The next day another server ended with filesystem in read-only, two hours
after another one and then next hour another one. Something was going on.
After restoring the filesystem and the files, it was time for serious analysis
since this was not a one time thing. At this point, we did a breakdown of the
software involved in our storage stack and went through the recent changes.
Investigation & debugging time!
We first asked ourselves if it could be related to our software. Are we using
non-safe system calls or processing the data in an unsafe way? Did we
incorrectly read and write the files in the memory before flushing it to disk?
- Filesystem - Is there a bug in ext4? Can we access the memory space of allocation tables by accident?
- Mdraid - Is there a bug in mdadm? Did we use an improper configuration?
- Driver - Does the driver have a bug?
- SSD - Is the SSD dying?

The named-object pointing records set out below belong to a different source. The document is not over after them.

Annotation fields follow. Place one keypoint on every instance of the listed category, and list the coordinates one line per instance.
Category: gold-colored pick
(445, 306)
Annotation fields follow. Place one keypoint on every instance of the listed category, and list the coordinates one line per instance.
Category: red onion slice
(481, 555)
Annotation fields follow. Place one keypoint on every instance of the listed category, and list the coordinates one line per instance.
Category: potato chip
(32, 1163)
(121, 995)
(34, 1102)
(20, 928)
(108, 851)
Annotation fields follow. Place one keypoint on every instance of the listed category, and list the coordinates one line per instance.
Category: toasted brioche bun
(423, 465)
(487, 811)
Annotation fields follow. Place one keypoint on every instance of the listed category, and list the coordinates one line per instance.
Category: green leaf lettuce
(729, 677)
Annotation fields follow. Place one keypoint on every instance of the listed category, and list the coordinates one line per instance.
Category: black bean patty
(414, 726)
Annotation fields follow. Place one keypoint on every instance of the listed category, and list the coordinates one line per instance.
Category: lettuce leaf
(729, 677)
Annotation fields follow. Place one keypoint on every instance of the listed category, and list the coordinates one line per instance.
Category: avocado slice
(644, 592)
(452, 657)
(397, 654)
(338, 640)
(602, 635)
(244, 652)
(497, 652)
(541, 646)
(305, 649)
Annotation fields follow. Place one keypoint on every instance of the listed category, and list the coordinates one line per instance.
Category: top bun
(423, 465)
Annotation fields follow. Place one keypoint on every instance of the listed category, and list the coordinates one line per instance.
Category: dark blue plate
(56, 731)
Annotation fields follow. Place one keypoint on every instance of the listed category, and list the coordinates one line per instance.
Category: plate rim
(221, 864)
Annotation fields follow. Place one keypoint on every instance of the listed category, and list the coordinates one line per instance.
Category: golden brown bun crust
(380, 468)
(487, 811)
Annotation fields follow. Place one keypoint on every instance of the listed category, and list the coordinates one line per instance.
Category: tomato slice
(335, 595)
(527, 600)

Or even worse, is there a problem with the firmware of the drive?
We even started to bet where the problem was and exactly proposed, in this
order, the possible solutions going from easy to super-hard.

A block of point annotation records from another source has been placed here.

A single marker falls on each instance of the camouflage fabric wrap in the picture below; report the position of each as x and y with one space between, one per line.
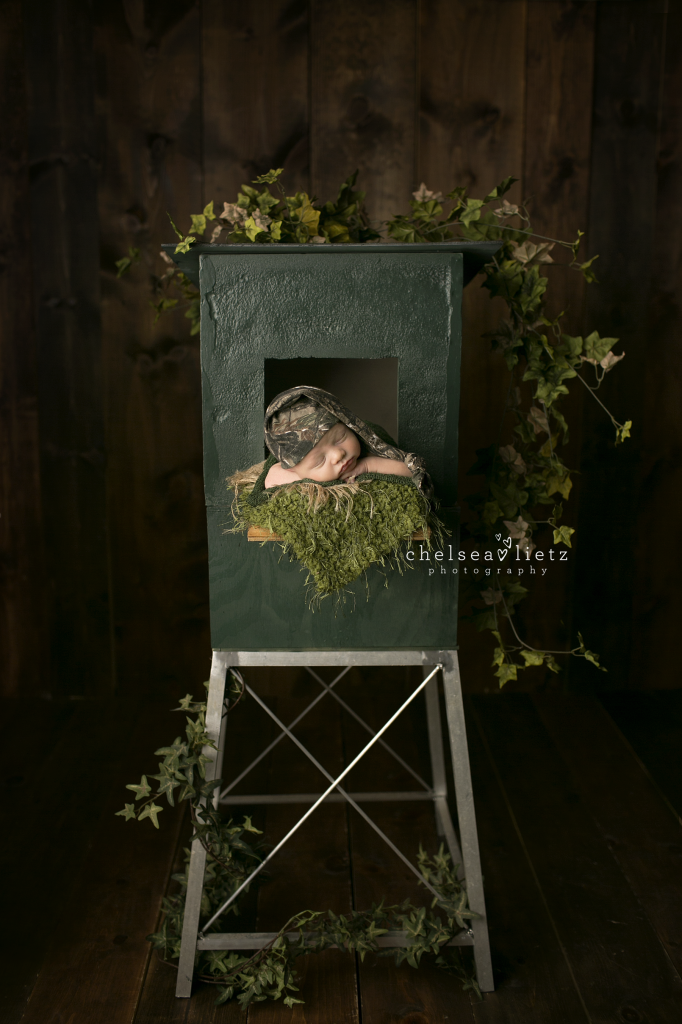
298 418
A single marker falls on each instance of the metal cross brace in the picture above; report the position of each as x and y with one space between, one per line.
468 858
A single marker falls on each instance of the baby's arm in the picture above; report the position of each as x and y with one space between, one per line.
373 464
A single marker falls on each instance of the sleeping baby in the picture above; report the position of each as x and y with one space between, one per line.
315 437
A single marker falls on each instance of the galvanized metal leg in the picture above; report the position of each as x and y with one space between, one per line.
467 818
444 824
215 727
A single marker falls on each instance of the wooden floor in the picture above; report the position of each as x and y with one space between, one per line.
578 804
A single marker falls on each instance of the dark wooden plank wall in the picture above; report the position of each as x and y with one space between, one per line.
122 112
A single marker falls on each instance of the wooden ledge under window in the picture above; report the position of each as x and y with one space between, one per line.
260 534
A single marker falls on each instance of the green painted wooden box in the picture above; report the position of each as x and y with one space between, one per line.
379 326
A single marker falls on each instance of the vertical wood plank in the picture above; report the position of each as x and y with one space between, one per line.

Going through storage procedures of our software stack allowed us to set up
traps and in case the problem happens again, we would be able to better
isolate the corrupted parts. Looking at every single storage call of our
engine gave us enough confidence that the problem was not coming from the way
in which we manipulate the data. Unfortunately.

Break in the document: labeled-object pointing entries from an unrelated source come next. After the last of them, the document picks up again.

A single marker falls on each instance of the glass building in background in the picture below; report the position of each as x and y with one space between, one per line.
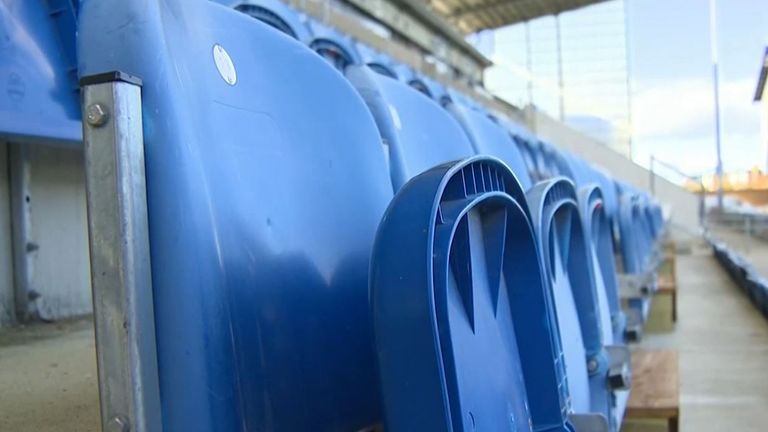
574 67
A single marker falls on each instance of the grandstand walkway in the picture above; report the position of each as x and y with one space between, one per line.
723 344
48 371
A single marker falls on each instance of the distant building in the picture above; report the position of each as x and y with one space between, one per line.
761 95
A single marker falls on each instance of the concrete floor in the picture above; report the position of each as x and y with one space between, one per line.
48 372
48 379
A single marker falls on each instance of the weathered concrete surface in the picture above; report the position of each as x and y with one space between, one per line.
723 345
48 372
48 380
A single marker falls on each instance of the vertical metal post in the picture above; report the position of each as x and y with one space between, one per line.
119 246
628 62
21 225
560 76
529 62
716 79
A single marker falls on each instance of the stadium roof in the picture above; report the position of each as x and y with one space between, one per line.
474 15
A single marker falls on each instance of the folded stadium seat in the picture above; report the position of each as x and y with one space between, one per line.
635 243
587 178
40 99
524 144
377 61
338 49
419 134
596 370
487 137
596 219
416 132
428 87
448 295
275 13
265 184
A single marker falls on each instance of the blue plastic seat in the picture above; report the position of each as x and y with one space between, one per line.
416 132
459 327
264 197
40 99
419 135
338 49
583 315
276 14
381 63
487 137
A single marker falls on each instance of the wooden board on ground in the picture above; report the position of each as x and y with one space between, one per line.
655 387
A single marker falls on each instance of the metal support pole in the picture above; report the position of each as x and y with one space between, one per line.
119 242
560 78
529 62
716 79
21 224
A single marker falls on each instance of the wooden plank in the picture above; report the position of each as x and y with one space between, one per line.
655 385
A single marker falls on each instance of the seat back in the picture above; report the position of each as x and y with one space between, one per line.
488 137
416 132
276 14
40 100
377 61
564 250
461 318
339 50
265 184
597 224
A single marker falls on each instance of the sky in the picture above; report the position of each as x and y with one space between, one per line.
670 75
672 82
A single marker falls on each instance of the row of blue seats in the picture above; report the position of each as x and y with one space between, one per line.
341 244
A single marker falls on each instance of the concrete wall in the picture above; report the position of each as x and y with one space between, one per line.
682 205
60 230
45 199
7 313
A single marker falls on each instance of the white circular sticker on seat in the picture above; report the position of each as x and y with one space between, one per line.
224 64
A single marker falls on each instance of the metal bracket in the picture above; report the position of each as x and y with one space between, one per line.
120 264
620 367
636 285
591 422
634 329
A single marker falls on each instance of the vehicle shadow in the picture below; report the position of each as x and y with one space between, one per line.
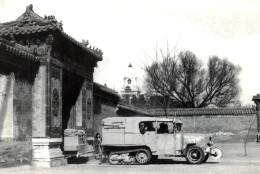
79 160
170 161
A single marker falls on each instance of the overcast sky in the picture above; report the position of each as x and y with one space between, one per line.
127 30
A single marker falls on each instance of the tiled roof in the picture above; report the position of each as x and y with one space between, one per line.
106 89
29 22
12 49
203 111
138 111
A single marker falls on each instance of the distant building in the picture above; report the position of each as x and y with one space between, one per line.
130 88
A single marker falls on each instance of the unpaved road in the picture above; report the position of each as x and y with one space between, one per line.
233 161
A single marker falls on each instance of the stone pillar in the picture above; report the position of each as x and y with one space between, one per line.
256 99
47 117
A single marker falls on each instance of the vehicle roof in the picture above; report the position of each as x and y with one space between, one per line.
142 118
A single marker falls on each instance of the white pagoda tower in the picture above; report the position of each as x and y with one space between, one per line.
131 87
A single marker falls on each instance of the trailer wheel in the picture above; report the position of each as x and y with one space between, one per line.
112 159
194 155
143 156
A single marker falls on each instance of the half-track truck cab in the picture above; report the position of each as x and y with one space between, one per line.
129 140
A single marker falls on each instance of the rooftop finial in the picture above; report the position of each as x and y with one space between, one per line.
29 8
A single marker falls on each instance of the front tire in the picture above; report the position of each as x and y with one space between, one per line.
194 155
206 158
112 159
143 156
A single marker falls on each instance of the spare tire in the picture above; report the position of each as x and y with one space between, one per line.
194 155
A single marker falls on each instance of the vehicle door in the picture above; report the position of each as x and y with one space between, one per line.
148 130
165 138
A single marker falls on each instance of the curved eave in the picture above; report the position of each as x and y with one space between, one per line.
18 52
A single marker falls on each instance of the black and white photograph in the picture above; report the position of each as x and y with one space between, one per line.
129 86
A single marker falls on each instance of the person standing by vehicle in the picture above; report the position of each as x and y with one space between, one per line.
98 150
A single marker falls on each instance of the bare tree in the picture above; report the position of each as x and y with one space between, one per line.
182 79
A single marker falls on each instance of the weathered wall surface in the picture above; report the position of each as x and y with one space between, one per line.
106 111
226 128
6 106
39 104
22 110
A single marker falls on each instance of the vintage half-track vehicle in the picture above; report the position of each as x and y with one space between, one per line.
133 140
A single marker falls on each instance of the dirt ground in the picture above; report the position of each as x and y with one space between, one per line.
233 161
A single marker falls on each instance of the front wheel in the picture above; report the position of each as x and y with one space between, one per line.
206 158
113 158
194 155
143 156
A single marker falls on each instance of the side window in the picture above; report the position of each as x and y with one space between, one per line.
165 127
147 126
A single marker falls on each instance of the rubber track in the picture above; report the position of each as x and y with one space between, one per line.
127 151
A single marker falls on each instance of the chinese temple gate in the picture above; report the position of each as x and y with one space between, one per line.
46 84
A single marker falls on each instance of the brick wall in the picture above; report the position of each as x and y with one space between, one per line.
226 128
105 111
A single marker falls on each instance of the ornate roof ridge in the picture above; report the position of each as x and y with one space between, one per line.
8 46
30 22
84 45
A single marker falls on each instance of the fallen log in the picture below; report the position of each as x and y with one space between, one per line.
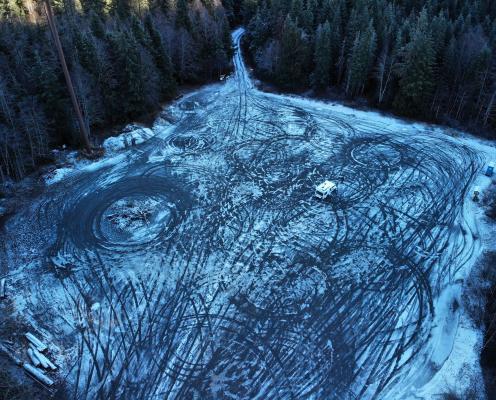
38 344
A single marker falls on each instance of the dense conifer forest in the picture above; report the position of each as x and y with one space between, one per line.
431 60
125 58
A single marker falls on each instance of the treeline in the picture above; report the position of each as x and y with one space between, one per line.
125 58
432 59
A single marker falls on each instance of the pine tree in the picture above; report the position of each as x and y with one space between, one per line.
360 61
182 15
417 72
162 59
322 57
293 55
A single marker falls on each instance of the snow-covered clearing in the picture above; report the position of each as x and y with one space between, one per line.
197 264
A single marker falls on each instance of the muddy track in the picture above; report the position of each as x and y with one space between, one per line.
215 273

One hour later, another server was corrupted. This time we took it out of the
cluster and started to inspect it bit by bit. Before we fixed the filesystem,
we noticed that some pieces of our files were missing (zeroed) - file
modification date was unchanged, size was unchanged, just some parts were
filled with zeros. Small files were completely erased.
This was weird, so we started to think if it was possible that our application
could access certain portions of the memory where the OS/filesystem had
something mapped because otherwise our application cannot modify a file without
the filesystem noticing. Having our software written in C++ brought a lot of
crazy ideas of what happened. This turned out to be a dead-end as all of these
memory blocks were out of our reach.
So is there an issue in the ext4? Going through the kernel changelog looking
for ext4 related issues was a terrifying experience. In almost every version
we found a fixed bug that could theoretically impact us. I have to admit, I
slept better before reading the changelog.
We had kernels 3.2, 3.10, 3.13 and 3.16 distributed between the most often
corrupted machines and waited to see which of the mines blows up. All of them
did. Another dead-end. Maybe there was an issue in ext4 that no one else has
seen before? The chance that we were this “lucky” was quite low and we did not
want to end up in a situation like that. The possibility of a bug in ext4 was
still open but highly improbable.
What if there was an issue in mdadm? Looking at the changelog gave us
confidence that we should not go down this path.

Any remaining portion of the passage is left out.